何度目かのとき打ち明けられたのは、「実は主人は84歳と高齢で、現在は入院中なのです。退院後はおそらく足が思うように動かなくなるので、外階段の上り下りができなくなる可能性が高いでしょう」とのこと。
たまたま夫が所有する雑木林があり、伐採して駐車場にしたばかり。海沿いで陽もよく当たる場所だったことから、そちらにバリアフリー住宅を建てれば解決するのではないかと考えたそう。
夫からは「好きにしていいよ」
コンパクトな平屋はバリアフリー化するのに最適だ。
建築費は当時で2500万円ほど。貯蓄でなんとか工面できる金額だったため、夫からは「あなたの好きなようにしていいよ」とGOサインが出た。こうして超特急で設計を進め、工務店さんにも最速でどうにか頼む!と、見積もりをしてもらった。

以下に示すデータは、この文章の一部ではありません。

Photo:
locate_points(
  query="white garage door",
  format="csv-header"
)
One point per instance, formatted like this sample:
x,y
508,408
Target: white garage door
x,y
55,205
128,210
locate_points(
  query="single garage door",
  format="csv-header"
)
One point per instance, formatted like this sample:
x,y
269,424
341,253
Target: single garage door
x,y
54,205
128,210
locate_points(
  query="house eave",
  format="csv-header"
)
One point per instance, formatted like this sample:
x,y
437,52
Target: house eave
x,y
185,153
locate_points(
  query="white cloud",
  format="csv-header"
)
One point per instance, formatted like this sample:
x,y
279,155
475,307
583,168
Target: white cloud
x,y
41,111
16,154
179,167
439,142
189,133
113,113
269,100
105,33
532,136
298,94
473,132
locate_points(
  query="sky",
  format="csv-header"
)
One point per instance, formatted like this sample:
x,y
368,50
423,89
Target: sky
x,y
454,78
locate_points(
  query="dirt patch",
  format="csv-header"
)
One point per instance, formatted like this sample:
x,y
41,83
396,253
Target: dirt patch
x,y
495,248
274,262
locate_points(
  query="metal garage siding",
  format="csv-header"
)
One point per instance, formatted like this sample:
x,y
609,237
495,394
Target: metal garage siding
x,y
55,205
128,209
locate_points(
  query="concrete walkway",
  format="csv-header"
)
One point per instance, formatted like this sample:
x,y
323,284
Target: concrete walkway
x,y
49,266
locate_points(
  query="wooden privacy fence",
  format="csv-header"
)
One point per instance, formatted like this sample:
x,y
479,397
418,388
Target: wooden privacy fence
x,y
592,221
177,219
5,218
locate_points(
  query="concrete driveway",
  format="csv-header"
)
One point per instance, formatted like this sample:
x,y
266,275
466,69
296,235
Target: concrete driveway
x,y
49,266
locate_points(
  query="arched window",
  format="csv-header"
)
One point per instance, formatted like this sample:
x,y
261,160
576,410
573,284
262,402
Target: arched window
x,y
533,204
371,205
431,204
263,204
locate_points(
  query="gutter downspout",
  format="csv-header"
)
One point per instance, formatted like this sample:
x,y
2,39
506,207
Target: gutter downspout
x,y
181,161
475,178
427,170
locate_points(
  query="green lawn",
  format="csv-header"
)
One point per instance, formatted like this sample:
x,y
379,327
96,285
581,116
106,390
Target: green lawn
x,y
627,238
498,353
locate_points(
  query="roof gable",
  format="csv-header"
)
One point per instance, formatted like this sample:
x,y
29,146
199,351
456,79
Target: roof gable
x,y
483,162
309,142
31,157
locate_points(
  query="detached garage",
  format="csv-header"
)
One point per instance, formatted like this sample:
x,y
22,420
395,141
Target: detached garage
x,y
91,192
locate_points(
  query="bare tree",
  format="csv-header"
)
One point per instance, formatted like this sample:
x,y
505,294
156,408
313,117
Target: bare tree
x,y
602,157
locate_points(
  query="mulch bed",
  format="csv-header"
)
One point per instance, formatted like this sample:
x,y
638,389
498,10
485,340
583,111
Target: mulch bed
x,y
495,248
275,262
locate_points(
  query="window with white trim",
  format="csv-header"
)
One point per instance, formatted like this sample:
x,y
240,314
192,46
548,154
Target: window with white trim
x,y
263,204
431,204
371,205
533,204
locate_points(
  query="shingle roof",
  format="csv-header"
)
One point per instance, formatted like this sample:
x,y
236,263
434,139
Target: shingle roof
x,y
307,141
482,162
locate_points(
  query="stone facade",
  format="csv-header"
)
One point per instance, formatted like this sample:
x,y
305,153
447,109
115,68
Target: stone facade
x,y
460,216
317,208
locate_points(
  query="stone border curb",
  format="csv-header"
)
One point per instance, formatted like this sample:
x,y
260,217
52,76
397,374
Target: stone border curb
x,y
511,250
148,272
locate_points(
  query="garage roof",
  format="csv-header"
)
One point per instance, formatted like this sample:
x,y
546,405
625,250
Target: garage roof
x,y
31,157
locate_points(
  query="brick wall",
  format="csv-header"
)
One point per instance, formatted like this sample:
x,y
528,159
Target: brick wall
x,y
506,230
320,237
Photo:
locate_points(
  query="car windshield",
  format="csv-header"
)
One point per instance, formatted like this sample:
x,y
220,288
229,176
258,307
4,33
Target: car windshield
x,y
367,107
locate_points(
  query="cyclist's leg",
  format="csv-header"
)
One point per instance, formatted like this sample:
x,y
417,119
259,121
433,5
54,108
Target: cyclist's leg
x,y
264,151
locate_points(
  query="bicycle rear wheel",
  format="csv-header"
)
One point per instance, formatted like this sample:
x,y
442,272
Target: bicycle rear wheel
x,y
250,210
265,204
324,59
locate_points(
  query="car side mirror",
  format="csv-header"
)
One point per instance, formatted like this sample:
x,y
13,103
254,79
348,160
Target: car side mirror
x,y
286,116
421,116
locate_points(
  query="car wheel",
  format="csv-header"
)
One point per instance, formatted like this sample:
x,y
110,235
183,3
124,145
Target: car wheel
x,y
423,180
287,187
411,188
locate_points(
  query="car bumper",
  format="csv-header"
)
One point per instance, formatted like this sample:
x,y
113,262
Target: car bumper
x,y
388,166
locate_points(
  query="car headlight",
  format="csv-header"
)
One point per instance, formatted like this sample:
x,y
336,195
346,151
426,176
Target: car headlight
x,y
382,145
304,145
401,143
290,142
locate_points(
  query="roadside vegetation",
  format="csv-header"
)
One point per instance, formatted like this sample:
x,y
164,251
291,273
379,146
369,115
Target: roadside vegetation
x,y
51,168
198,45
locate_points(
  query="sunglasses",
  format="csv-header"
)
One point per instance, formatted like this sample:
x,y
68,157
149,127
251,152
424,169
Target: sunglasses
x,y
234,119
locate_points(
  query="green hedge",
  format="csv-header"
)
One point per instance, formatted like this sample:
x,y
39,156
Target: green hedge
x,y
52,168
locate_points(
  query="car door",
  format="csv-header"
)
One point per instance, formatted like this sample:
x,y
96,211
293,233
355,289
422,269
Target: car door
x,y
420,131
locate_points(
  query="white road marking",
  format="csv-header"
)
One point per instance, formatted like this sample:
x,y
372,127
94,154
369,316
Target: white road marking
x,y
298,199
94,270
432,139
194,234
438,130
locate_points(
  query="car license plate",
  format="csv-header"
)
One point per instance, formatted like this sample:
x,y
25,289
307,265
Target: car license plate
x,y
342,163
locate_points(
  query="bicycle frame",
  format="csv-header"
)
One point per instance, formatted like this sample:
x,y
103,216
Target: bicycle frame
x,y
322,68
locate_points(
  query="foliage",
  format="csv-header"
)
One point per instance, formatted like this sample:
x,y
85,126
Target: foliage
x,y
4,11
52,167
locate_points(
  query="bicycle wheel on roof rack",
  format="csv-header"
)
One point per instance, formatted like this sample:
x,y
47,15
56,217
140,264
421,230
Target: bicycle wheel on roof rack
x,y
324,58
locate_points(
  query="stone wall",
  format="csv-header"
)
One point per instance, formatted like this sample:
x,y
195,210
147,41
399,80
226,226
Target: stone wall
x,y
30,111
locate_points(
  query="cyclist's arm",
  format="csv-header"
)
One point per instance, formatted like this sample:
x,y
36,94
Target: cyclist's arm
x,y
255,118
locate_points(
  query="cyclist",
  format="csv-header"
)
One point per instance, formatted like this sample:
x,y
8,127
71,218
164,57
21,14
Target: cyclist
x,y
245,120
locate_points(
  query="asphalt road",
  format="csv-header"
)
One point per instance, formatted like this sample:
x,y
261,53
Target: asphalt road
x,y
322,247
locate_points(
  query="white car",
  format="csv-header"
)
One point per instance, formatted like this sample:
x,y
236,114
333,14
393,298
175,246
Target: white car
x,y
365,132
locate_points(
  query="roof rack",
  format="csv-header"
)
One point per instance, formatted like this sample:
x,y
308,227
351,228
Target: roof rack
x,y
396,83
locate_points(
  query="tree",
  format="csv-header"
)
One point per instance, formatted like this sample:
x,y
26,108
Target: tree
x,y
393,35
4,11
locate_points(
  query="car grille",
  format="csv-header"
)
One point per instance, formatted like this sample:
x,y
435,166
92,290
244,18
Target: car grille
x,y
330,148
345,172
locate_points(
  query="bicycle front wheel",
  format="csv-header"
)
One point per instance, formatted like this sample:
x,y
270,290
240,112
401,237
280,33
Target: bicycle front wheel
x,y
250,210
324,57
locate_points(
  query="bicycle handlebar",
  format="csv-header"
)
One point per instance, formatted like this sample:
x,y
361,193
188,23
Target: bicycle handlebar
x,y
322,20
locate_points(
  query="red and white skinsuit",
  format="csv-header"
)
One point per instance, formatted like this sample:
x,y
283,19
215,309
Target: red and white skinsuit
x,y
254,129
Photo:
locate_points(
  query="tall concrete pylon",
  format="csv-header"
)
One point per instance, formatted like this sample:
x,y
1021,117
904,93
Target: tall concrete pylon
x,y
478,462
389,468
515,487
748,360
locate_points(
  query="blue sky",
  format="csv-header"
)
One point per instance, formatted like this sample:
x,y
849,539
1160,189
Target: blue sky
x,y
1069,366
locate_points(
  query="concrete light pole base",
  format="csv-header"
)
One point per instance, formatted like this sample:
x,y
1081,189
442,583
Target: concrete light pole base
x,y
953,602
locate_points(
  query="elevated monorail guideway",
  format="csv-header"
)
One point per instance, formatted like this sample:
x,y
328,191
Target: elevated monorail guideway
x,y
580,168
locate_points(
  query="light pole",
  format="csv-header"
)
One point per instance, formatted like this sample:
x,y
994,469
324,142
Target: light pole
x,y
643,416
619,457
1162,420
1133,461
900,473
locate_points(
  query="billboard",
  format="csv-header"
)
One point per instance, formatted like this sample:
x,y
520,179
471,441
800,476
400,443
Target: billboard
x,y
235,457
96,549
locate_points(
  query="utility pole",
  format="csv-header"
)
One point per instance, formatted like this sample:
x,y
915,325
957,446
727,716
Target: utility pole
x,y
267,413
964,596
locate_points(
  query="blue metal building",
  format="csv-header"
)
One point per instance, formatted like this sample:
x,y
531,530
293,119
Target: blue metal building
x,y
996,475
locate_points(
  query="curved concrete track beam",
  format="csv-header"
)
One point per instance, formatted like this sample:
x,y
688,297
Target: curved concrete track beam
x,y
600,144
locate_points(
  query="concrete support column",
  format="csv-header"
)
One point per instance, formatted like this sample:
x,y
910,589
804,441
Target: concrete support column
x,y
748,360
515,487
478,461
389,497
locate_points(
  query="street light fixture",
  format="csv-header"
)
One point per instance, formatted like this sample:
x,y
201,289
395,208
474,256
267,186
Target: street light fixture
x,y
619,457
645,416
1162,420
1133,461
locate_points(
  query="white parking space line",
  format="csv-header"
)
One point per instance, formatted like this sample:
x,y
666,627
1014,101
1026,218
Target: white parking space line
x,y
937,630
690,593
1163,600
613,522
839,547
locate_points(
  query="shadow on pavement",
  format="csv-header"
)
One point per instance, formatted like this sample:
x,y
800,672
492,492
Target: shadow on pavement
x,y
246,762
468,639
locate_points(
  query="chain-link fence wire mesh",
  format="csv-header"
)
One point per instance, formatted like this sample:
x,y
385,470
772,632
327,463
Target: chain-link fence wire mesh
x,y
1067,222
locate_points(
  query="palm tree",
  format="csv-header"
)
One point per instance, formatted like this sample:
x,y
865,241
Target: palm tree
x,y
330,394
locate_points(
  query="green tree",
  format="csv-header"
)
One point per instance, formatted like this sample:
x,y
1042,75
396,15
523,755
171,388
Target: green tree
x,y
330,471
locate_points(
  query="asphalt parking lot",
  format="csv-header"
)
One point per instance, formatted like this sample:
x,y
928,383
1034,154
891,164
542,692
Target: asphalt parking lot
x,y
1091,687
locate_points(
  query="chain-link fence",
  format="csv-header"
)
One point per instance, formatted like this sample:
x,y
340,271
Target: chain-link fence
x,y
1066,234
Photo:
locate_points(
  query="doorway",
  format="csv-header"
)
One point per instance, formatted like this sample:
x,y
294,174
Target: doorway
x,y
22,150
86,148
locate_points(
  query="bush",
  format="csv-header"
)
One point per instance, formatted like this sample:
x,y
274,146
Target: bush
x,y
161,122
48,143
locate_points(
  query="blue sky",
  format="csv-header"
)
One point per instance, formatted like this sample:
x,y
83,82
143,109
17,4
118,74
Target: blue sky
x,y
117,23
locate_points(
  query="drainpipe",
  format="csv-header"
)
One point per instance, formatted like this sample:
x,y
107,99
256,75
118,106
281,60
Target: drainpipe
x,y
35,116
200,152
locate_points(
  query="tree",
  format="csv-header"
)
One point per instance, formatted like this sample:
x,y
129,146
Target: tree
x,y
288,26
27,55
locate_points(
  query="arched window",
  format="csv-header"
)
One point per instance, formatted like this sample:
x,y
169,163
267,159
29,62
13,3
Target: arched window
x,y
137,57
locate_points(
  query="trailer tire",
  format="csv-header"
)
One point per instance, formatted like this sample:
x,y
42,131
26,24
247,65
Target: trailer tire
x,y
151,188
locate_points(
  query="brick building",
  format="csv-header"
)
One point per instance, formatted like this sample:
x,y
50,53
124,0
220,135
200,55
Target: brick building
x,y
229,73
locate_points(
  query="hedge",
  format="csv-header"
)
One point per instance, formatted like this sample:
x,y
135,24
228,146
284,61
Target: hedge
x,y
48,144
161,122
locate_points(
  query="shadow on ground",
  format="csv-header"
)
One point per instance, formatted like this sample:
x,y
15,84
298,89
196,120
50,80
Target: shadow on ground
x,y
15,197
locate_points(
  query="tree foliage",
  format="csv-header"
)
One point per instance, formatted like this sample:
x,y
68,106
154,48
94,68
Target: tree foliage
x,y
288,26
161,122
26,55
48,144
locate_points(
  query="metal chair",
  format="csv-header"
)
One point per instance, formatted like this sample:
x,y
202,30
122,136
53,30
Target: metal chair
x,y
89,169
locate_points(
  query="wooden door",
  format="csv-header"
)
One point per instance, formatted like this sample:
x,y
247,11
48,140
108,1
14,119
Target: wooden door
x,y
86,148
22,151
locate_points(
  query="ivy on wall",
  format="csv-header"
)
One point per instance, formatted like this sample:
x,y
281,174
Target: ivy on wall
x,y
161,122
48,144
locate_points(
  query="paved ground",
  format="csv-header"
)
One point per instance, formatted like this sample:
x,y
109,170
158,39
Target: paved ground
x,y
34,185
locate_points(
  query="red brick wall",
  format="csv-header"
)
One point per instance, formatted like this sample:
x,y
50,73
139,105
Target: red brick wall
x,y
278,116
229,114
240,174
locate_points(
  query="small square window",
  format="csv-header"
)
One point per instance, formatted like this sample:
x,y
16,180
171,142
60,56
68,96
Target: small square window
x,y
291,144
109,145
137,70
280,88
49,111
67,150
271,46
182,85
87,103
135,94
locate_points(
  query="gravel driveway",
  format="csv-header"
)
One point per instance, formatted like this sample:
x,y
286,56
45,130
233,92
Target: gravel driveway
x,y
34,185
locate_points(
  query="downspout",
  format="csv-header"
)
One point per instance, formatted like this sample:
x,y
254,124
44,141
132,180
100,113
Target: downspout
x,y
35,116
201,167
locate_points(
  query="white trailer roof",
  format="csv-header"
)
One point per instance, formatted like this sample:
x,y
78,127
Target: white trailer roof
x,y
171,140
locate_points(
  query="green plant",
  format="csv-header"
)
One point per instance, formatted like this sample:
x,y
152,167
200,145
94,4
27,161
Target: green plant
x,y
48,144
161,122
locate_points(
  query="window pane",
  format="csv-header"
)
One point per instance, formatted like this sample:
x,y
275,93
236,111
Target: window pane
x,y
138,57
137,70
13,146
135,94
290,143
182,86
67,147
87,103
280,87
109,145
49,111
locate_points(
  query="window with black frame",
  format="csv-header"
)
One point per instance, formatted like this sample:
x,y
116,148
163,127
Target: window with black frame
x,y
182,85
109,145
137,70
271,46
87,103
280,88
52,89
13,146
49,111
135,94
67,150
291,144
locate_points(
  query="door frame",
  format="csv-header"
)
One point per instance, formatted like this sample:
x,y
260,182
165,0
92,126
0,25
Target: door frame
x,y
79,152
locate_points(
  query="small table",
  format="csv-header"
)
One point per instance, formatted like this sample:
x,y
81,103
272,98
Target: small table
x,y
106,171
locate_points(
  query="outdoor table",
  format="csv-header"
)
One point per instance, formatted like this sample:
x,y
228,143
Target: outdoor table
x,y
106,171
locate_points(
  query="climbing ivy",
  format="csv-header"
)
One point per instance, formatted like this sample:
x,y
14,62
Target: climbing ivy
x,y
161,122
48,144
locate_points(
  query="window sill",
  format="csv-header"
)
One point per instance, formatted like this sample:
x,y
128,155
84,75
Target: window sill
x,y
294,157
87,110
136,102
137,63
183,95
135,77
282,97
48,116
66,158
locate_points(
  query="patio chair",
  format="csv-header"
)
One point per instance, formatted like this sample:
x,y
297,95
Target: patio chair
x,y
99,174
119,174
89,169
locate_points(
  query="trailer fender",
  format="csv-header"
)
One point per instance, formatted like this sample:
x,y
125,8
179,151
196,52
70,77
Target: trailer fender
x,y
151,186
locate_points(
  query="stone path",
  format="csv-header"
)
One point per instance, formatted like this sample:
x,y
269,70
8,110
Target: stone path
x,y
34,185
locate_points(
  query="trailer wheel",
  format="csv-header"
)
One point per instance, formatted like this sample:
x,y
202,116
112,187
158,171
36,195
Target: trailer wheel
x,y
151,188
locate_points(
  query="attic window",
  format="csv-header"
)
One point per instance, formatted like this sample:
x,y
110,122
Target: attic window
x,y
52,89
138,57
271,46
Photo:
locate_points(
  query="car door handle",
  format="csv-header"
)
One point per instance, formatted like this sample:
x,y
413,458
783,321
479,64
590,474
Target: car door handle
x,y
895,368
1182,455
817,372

数カ月後、建築請負契約の締結のため、仮退院されたTさんのご主人にお会いした。
契約のサインをいただいたあと、少しだけ雑談をする時間があったが、聞けばお2人には子どもはなく、事実婚とのこと。話すほどに夫からTさんへのこれまでの感謝の気持ちが自然と伝わってきた。
工事は自分史上最速で進んだ。
完成した「60ハウス」は、勾配天井がリビングからバルコニーまでつながる開放的な空間が特徴だ。